The renovation and re-use of the existing East building is one bit of good news in a state that could use it. Only 15 years old, the Centerpoint campus was humming just a few years ago with the presence of thousands of GM engineers and other staffers. With GM’s near-fatal financial troubles in recent years, the campus has emptied and had weeds growing tall in the parking lots. Los Angeles-based Raleigh Studios was approached by local partners who saw potential in the facility and decided it would be a great place for a film studio. Like other studios, it was spurred by the generous tax credit given by the State of Michigan to attract filmmakers.

The Raleigh Michigan Studios formally broke ground on July 27, although construction had been going on for some time. About 90 Hardhats are currently on the project and more than 150 will be employed at peak. The entire complex is scheduled to be handed over to the studio in the Spring of 2011.

“The trades have been fantastic,” McIver said. “It’s been a tough schedule, and we’ve met and beat every milestone. The trades have helped us work through every issue so far, so that we can meet the schedule.”

Raleigh said its goal is to employ 3,500 Michigan residents at the studio. The making of Raleigh Michigan Studios has been underway since early 2008, with the most daunting task arranging some $60 million to $80 million in financing.

Heading up the project is shopping mall magnate A. Alfred Taubman, along with Walbridge Chairman and CEO John Rakolta, Jr. and Linden Nelson, chairman and CEO of Michigan Motion Picture Studios.
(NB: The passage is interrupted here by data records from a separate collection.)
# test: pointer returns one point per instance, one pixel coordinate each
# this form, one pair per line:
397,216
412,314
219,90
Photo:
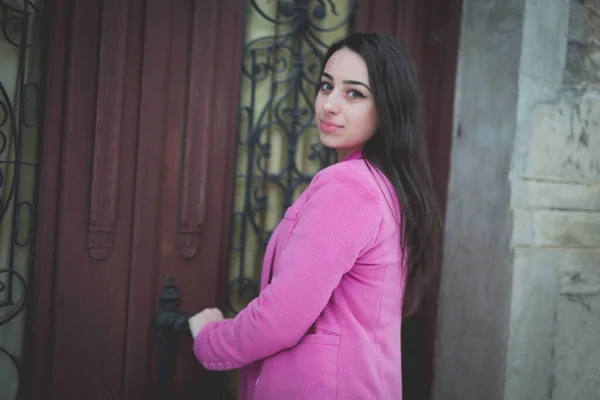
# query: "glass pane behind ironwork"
278,147
20,118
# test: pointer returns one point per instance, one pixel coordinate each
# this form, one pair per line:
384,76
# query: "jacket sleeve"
336,224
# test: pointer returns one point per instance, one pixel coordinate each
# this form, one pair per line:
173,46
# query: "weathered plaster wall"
520,311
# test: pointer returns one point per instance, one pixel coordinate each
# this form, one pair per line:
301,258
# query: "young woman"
354,253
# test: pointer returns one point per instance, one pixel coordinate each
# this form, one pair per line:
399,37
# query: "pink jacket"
327,326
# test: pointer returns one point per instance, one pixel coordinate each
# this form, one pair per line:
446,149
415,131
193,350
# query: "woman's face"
344,106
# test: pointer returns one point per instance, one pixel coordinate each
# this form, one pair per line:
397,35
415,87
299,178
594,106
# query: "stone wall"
520,319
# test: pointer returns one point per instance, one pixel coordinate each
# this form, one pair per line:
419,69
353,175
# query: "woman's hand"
203,318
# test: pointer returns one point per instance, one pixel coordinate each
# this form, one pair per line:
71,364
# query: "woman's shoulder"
356,174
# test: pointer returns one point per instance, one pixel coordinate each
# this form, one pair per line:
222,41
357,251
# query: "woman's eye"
325,86
355,94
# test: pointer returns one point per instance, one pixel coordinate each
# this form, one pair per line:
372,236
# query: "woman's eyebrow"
348,82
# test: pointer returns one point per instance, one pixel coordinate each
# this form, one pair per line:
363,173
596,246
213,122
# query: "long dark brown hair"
398,149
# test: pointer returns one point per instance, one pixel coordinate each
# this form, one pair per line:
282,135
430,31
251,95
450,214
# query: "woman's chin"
328,141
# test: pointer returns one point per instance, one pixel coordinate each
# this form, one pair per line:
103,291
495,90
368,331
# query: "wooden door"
142,102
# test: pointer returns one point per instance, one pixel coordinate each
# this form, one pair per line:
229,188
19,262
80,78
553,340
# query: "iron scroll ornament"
288,62
21,105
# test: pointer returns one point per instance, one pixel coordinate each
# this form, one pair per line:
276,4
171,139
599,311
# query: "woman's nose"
331,106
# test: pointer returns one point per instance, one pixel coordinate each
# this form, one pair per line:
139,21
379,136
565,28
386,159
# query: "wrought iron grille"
278,148
20,118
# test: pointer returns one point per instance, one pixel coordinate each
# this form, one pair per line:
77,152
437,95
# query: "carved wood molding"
192,207
104,189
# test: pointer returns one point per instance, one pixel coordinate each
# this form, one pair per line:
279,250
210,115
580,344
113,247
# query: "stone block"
565,143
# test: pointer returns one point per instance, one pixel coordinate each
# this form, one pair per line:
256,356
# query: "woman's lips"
328,127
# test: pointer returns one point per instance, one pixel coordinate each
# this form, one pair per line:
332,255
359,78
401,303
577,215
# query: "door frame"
35,375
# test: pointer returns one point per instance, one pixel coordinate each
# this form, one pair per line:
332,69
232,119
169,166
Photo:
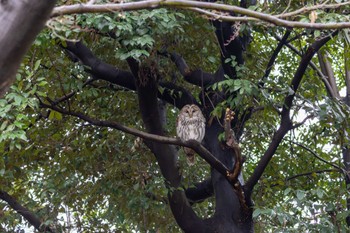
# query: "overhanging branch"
195,5
201,150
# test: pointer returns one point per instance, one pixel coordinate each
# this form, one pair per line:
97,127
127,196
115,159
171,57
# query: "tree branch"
327,70
191,5
200,191
171,93
274,57
20,22
201,150
24,212
313,66
286,123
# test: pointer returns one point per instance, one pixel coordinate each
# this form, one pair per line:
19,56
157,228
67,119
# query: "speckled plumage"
190,124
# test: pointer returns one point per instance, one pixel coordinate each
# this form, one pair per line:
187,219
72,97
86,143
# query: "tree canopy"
88,140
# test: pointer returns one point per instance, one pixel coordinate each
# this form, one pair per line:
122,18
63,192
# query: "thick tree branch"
20,22
274,57
169,92
190,5
347,74
200,191
327,71
24,212
314,67
286,123
147,88
201,150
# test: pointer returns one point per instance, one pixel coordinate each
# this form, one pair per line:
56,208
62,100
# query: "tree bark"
21,21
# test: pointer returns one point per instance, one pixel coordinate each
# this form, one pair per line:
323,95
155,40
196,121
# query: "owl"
190,124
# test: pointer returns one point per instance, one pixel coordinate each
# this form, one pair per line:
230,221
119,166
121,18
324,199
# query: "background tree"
90,81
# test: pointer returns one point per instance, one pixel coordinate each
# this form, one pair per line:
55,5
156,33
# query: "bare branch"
201,150
274,57
347,74
313,66
286,123
194,5
328,72
303,121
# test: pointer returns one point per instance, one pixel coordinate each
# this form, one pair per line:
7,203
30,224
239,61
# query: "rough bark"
21,21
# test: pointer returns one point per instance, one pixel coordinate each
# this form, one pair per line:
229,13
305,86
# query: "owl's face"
191,111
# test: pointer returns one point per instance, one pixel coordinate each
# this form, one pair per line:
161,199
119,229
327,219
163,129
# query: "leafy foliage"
74,175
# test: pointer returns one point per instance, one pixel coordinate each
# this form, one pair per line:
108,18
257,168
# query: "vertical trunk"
229,215
346,149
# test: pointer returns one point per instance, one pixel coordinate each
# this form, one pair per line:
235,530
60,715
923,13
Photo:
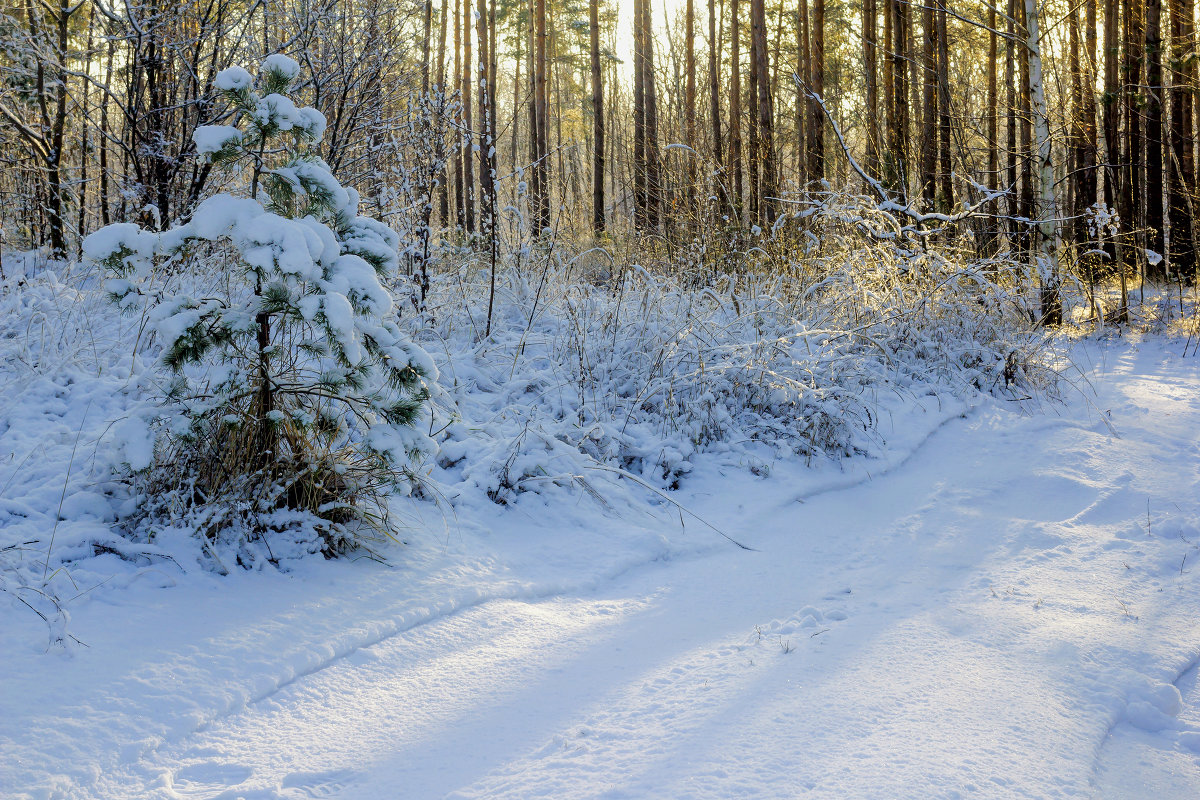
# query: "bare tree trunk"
689,103
426,41
460,210
736,107
714,79
1027,209
900,97
1111,108
640,202
993,112
1047,208
945,170
443,176
598,120
468,152
1129,199
1181,210
1155,164
543,112
754,162
816,125
653,164
871,85
769,186
1011,142
929,109
889,94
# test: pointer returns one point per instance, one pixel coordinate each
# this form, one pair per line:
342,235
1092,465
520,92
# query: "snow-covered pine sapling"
295,401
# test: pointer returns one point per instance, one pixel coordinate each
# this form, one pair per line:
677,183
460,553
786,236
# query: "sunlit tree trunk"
1181,206
1155,164
597,121
769,186
870,19
736,106
1047,208
815,132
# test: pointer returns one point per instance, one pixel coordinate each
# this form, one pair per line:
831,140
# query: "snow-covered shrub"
798,341
295,403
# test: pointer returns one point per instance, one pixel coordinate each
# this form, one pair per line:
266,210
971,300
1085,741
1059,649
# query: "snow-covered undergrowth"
639,367
72,379
601,367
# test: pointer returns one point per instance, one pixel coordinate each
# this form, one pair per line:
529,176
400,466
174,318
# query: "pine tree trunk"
714,79
1027,209
1047,208
460,211
1129,199
900,95
1181,205
945,170
736,107
929,109
543,112
1011,146
993,115
653,164
1155,164
597,121
871,86
815,132
639,121
468,152
768,186
689,102
889,108
443,176
755,152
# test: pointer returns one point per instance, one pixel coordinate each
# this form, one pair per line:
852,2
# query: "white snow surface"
1000,603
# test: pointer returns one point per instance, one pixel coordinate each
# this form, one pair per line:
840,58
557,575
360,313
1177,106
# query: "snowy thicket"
294,403
639,367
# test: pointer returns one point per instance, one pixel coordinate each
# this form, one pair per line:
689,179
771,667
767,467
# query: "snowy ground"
1005,609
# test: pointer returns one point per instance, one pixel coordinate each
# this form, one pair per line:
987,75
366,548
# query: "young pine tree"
294,402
The state says at least 96 movies or TV productions have been filmed in the State of Michigan so far, and the Michigan Film Office believes the new sound stages will draw even more television production.

The facility is also going to double as a teaching venue, training people in film industry trades.
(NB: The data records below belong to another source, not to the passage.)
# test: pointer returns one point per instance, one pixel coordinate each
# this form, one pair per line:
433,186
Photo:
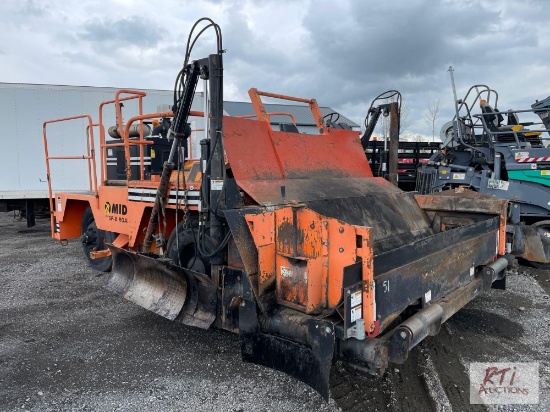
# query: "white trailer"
25,107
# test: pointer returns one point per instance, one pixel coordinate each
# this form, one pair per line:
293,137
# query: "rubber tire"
546,225
102,237
187,252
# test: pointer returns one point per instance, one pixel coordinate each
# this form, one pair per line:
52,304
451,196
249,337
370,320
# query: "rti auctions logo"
504,383
115,209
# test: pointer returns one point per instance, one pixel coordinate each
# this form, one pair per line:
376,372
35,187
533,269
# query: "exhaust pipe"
161,287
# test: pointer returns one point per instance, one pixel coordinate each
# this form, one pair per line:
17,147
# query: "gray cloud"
342,53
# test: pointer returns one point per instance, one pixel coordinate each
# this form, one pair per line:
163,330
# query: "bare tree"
431,115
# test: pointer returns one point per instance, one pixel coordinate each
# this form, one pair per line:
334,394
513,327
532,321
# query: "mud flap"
161,287
309,363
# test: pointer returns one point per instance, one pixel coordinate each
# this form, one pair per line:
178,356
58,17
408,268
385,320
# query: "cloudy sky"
343,53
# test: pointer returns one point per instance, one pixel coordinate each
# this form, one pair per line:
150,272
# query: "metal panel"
23,109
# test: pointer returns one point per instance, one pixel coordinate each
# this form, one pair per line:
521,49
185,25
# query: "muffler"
161,287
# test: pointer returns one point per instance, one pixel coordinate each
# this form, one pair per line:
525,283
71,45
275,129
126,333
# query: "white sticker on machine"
355,313
216,184
356,298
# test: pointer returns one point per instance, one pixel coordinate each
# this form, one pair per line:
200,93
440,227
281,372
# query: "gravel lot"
68,344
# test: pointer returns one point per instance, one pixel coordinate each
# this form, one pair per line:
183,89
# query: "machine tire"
543,224
189,257
94,239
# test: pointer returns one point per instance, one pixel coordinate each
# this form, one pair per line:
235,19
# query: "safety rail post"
90,156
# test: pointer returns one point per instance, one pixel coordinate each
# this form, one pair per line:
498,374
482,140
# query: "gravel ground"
68,344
“We feel that the addition of Raleigh Michigan Studios to the Centerpoint Business Campus will be a tremendous catalyst for growth,” said Etkin Equities principal James Ketai. “The revitalization (of the former GM Truck Product Center) is a great example of the resurgence that is beginning to take place throughout Michigan – it’s showing the world that Michigan is a great place to do business.”

Nelson told the Oakland Press that the state’s filmmaker tax incentives have so far been an attraction to filmmakers, and now the soundstage will make our state even more of a magnet.

This will be “one of the finest facilities in America,” Nelson said. “We are doing this first rate. That is one of the things we made a decision on from day one.”

THIS IS AN AERIAL VIEW of the Raleigh Michigan Studios from late last month. The new studio-soundstages are in the foreground. In the background is the former GM Truck Products Center East building – formerly offices for GM engineers – which will be transformed into studio offices and film educational facilities.

WORKING IN THE CAVERNOUS Stage “D” at Raleigh Michigan Studios is Chris Orfin of IBEW Local 58, working for Maryland Electric. He’s installing the wiring for a 120/240v. panel.